Devant la recrudescence des foyers épidémiques du Covid-19, le gouvernement décide d’imposer le port du masque dans tous les lieux clos à compter du lundi 20 juillet. Ainsi, comme il est loin, le temps où la Macronie préconisait de ne pas se ruer dans les pharmacies et autres sites de vente, car il s’agissait de réserver le peu de masques chirurgicaux disponibles aux professionnels de santé. Ou quand la crise sanitaire peut être essentiellement logistique.

Seulement, depuis le déconfinement (le 11 mai), le petit masque, en papier comme en tissu, ne devait être porté que dans les transports en commun. Ce qui est de moins en moins fait depuis, notamment dans les transports parisiens. Du reste, un relâchement clair dans les attitudes depuis la fête de la Musique, durant laquelle il y a eu beaucoup trop de rassemblements devant les bars et les restaurants. Alors, quel est le sens de cette mesure ? Rassurer la population ? Ou, plutôt, repousser le problème, comme ce fut le cas en janvier dernier, au moment où s’étendait la « première vague » de ce nouveau coronavirus ?

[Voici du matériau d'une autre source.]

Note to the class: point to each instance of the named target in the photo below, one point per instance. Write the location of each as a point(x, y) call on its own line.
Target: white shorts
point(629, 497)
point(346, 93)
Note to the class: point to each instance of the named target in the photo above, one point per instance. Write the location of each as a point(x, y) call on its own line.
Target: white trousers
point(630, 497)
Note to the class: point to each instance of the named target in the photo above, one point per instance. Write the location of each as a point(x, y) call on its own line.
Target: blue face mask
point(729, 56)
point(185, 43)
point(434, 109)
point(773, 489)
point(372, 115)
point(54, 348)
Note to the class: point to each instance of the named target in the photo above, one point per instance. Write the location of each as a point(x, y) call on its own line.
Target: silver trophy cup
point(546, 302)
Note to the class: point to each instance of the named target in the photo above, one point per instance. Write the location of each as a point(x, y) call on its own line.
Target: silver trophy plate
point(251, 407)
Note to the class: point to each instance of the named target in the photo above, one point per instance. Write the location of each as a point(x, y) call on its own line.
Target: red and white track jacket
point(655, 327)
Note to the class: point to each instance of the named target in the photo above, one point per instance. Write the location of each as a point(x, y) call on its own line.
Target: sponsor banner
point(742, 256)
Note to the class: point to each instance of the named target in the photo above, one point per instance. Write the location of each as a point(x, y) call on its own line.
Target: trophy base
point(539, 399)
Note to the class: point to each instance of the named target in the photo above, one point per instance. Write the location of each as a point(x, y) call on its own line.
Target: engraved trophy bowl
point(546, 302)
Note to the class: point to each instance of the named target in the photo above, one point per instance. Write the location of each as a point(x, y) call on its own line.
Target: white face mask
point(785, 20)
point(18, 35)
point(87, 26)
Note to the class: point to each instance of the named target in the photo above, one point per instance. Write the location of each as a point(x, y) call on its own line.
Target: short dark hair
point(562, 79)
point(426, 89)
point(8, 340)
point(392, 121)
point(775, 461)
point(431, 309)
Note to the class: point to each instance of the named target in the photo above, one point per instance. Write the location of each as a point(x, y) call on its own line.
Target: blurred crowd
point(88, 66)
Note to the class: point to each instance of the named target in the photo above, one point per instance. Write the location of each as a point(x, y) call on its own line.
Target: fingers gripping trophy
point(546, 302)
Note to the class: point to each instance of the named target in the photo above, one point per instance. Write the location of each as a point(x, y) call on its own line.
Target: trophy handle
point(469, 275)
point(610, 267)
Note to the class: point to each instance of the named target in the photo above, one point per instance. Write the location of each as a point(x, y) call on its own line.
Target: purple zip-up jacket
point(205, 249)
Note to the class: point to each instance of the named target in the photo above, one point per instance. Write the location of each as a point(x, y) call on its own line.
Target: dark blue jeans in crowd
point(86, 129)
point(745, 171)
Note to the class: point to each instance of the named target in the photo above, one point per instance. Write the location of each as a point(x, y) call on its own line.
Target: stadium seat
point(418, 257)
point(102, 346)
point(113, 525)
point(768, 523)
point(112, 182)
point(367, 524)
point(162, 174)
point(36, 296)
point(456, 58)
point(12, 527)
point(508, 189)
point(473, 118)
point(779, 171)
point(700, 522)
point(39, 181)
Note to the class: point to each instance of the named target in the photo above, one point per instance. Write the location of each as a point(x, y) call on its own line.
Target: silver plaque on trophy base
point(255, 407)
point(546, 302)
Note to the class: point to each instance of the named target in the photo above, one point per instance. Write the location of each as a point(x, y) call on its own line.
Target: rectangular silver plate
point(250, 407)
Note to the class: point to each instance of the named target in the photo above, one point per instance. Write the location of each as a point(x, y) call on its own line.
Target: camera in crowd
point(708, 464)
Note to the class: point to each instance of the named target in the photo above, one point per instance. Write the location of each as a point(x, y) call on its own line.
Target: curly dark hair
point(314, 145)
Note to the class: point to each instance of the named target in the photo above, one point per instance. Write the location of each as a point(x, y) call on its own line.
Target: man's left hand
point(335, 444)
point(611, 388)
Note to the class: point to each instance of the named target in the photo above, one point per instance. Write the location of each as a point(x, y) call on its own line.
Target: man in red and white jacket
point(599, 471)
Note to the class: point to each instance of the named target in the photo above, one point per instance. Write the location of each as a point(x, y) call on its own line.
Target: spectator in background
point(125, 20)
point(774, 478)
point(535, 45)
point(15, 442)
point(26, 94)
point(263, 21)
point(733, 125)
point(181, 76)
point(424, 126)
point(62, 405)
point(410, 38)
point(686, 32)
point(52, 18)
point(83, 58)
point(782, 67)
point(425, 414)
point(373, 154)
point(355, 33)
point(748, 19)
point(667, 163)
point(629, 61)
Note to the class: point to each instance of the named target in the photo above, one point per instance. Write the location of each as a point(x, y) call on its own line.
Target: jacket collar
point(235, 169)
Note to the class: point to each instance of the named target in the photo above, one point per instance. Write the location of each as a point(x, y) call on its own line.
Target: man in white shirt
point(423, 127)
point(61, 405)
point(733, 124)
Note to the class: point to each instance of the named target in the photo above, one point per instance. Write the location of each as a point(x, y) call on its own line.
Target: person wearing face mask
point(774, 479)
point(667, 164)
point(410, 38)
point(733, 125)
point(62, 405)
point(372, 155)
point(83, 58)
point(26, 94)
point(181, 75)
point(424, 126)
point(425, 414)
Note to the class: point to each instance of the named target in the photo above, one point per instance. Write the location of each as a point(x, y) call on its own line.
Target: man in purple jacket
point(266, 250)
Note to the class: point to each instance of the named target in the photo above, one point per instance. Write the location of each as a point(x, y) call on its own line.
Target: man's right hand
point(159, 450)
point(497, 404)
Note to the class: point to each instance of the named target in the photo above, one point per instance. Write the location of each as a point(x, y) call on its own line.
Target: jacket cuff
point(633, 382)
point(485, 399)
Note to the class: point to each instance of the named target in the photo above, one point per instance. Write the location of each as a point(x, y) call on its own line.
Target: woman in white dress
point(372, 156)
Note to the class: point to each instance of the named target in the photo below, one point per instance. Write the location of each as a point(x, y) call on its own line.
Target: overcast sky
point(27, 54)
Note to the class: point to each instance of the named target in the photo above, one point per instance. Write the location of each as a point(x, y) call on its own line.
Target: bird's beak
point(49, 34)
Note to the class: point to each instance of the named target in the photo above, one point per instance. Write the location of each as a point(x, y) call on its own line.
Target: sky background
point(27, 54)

D’abord, observons le fait que, mis à part la Seine-Saint-Denis et la ville de Marseille, l’incendie prend dans les territoires qui n’avaient pas été contaminés massivement dans les trois derniers mois : la Mayenne, la Nouvelle-Aquitaine et la Bretagne. Toujours est-il que le nombre d’entrées dans les services de réanimation et celui des décès à l’échelle nationale restent stables : 481 nouveaux malades et 18 nouveaux décès en 24 heures. Pour autant, le taux de contamination peut s’élever à, quasiment, 3 cas pour un sujet infecté, comme en région PACA, par exemple. De plus, on enregistre 10,1 nouveaux malades pour 100.000 habitants en Île-de-France. En définitive, la situation est-elle franchement angoissante ?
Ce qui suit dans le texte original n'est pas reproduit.